TDT- What challenges/opportunities you may be faced with when marrying the personal vs the professional presence on social media?

As the majority of people use one or more social media sites in day to day life, particularly the likes of ‘Facebook’ and ‘Twitter’, it is highly likely that this is something which will involve them interlinking their personal and professional lives.

One of the main challenges that you may be presented with, if you choose to marry these two aspects, is that the internet can be a very unforgiving place and once something is out there you can’t get rid of it- even once it has been deleted. For this reason it is important to think very carefully before posting anything online, particularly if it is something that will compromise you or your profession.

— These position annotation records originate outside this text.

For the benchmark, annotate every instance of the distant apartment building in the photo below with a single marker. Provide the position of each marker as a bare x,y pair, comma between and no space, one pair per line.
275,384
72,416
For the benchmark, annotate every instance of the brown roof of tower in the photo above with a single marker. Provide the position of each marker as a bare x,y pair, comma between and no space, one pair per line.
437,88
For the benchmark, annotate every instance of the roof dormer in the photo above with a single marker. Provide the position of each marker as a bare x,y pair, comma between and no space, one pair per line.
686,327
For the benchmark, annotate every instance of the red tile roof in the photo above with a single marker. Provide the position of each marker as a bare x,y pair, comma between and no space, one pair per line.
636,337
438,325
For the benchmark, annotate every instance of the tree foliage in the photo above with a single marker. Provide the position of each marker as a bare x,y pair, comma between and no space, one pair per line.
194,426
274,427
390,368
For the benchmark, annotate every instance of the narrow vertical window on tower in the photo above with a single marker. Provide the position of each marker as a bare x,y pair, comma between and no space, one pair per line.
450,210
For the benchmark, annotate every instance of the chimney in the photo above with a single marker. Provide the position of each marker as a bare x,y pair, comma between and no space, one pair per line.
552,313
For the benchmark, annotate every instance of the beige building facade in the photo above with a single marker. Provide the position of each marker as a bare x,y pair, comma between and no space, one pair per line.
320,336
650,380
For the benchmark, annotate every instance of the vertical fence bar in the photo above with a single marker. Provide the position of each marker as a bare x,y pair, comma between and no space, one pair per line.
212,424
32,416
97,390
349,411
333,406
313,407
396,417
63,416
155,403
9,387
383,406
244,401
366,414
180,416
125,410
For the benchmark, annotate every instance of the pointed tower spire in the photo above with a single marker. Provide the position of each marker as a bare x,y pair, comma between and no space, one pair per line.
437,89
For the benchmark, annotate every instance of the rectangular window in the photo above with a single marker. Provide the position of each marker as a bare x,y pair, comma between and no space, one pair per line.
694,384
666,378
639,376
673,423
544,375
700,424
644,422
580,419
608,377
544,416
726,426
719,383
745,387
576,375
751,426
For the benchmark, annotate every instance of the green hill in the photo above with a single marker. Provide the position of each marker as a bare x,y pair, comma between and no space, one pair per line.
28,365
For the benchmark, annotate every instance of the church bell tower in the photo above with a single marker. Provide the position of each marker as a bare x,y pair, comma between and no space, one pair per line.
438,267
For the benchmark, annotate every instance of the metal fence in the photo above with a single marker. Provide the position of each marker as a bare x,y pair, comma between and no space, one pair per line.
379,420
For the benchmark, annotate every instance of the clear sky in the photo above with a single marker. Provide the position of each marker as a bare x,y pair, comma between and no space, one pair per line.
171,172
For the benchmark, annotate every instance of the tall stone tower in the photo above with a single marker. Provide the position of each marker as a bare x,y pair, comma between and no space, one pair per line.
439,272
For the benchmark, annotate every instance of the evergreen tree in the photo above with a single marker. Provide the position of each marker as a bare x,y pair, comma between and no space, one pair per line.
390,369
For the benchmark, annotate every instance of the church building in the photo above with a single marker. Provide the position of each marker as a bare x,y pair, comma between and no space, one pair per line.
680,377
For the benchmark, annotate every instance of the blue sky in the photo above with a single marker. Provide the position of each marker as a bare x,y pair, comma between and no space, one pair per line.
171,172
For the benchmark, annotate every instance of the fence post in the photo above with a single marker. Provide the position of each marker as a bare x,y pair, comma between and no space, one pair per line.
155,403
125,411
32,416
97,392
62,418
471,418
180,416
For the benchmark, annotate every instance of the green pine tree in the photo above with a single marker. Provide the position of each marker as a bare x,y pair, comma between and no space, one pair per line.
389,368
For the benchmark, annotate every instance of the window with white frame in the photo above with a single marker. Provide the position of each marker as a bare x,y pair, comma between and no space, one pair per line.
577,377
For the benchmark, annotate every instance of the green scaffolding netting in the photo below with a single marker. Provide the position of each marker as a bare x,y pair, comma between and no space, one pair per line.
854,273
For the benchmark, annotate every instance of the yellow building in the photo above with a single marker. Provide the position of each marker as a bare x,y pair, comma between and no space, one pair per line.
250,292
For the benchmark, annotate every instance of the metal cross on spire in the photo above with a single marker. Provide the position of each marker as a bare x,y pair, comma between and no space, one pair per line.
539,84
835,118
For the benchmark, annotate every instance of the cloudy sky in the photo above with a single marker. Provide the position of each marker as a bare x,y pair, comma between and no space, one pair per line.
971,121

As primary teachers it is especially important that we are aware of the consequences of inappropriate uses of technology and social media sites. This code of conduct is clearly stated on the GTCS website (GTC Scotland, 2012). It is made clear that the use of social media can blur the boundaries between professionalism and personal life. In the classroom this can mean having a lesser means of authority and can be a gateway into your personal life, automatically putting you in a more vulnerable position.

However, when used in a professional way, social media can provide many positive opportunities for furthering learning. There is a much larger scope to contact others from around the world and to share your different experiences with one another. If you are posting links to areas of interest within your work field, then others will be able to comment their viewpoints and perhaps give you advice on where to look next. This can lead to national and international links being formed and great opportunities for inter-cultural work.

I think it is important to see the positive side of social media, whilst using it sensibly and teaching children to do the same. It is a great resource that we have, which others didn’t have in the past, and so we should use it to our advantage and not fear the ‘what if’, by making sure there are clear boundaries put in place.